Homemade Danish Pastries Recipe
Ever since we were featured on Evening Magazine, this has been my most requested recipe. It simply whisked across the screen for 30 seconds and people were in love. I don’t blame them.
I figure I’ve frosted 58,923 of these in my lifetime so far. They were popular at Scandia Bakery when I worked there many years ago and I made it one of my life goals to try to recreate them. You know, because I missed frosting them every day. My goal has been achieved and I am regifting them to you this Christmas.

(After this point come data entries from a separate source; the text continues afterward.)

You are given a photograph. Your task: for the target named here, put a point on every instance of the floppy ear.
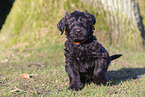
(62, 22)
(91, 18)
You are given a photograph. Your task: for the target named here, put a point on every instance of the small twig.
(14, 56)
(37, 64)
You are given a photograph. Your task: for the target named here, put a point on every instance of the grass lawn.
(45, 64)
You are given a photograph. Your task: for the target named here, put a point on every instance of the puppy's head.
(77, 25)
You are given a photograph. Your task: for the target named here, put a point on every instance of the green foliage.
(142, 9)
(48, 77)
(31, 43)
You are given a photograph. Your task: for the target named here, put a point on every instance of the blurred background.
(33, 23)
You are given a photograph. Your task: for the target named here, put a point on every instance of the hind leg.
(99, 76)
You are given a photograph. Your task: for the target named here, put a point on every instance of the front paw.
(76, 87)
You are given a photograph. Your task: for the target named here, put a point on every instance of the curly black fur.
(86, 59)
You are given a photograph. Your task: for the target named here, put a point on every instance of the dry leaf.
(25, 75)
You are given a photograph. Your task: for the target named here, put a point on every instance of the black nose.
(78, 30)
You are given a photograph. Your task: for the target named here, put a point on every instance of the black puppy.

You’re welcome. I’m sorry. You’re welcome.
- 5 teaspoons yeast
- 1/2 cup warm water (110F or cooler)
- 1 cup + 1 tablespoon sugar (divided)
- 3/4 cup of instant mashed potatoes stirred together with 3/4 cup of warm water
- 1 1/2 cups warm milk (110F or cooler)
- 2 eggs
- 1/2 cup shortening
- 2 1/2 teaspoons salt
- About 7 cups all-purpose flour
Place 1 tablespoon of sugar, yeast and warm water into a large bowl. Give a little swirl and let sit for about 10 minutes to become foamy.

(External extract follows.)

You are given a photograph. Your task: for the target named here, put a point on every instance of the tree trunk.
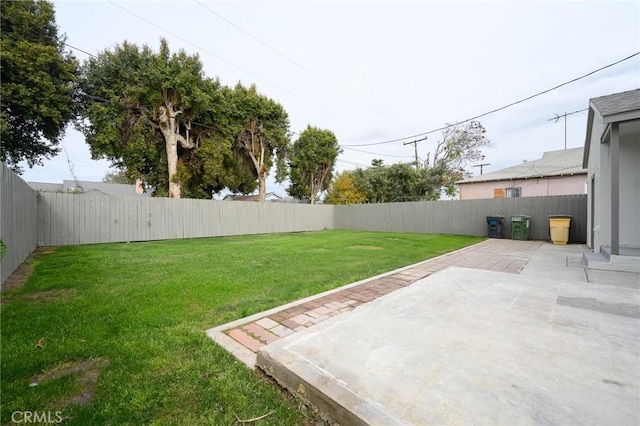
(312, 197)
(262, 186)
(175, 188)
(170, 129)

After foaminess has developed, whisk in remaining 1 cup of sugar, instant mashed potatoes (mixed with the 3/4 cup water), milk, eggs & shortening. Mix until well combined and shortening is about the size of peas. Finally, stir in salt.
Continue mixing with a wooden spoon and add a couple of cups of flour.
Slowly continue adding a cup or two of flour at a time. When you can no longer stir the dough easily with a spoon, begin kneading in the remaining flour. You can keep it in the bowl while doing this or on the counter – whichever you find easiest for you. Knead by hand for about 5 minutes or until dough is somewhat elastic.
Cover with a clean warm, damp towel and let the dough sit in a warm place for about an hour or until the dough has doubled in size. This can sometimes take longer in the winter because of the weather so be sure to place dough in a warm place.
Turn happily risen dough onto flour covered countertop. Coat dough with a little bit of flour so it’s easier to work with and punch down. Form into circles or long ovals. Place on a baking sheet covered with parchment paper. Use fingers to press down and spread out dough into shape and size you would like them to be. Makes up to 24 regular-sized danishes depending on what size you make them. You can also make minis for parties, brunches & teas. They make a lovely spread when filled with different kinds of toppings. Minis are my favorite.
If baking on the same day, let sit on a tray in a warm place for an hour or doubled in size. If making the night before, cover with non-stick spray coated saran wrap and place in the fridge. After removing from fridge, allow to sit out for about 20 minutes before filling.
- Cherry & cream cheese (Pictured above. See cream cheese filling recipe below.)
- Boysenberry & cream cheese
- Strawberry & lemon
- Lemon & cream cheese
You can use homemade or store-bought pie fillings or jelly.
CREAM CHEESE FILLING RECIPE:
- 8 ounces cream cheese, softened
- Juice of 1/2 a fresh lemon
- 1 cup powdered sugar
TO FINISH DANISH:
After danishes are formed, add filling or fillings of choice to each one. Top with streusel.
- 1 stick of butter cut into small pieces
- 1 1/2 cup of flour
- 2/3 cup of powdered sugar
- dash of salt
- 1 egg
Bake in a preheated oven at 350F for 20-30 minutes or until light golden brown.
Remove danishes from oven when done baking and allow to sit for about 10 minutes. Drizzle frosting over danishes and add extra on edges of danish.
- 2 cups powdered sugar
- 2 tablespoons water
Stir together until smooth. Cover with plastic wrap until ready to use.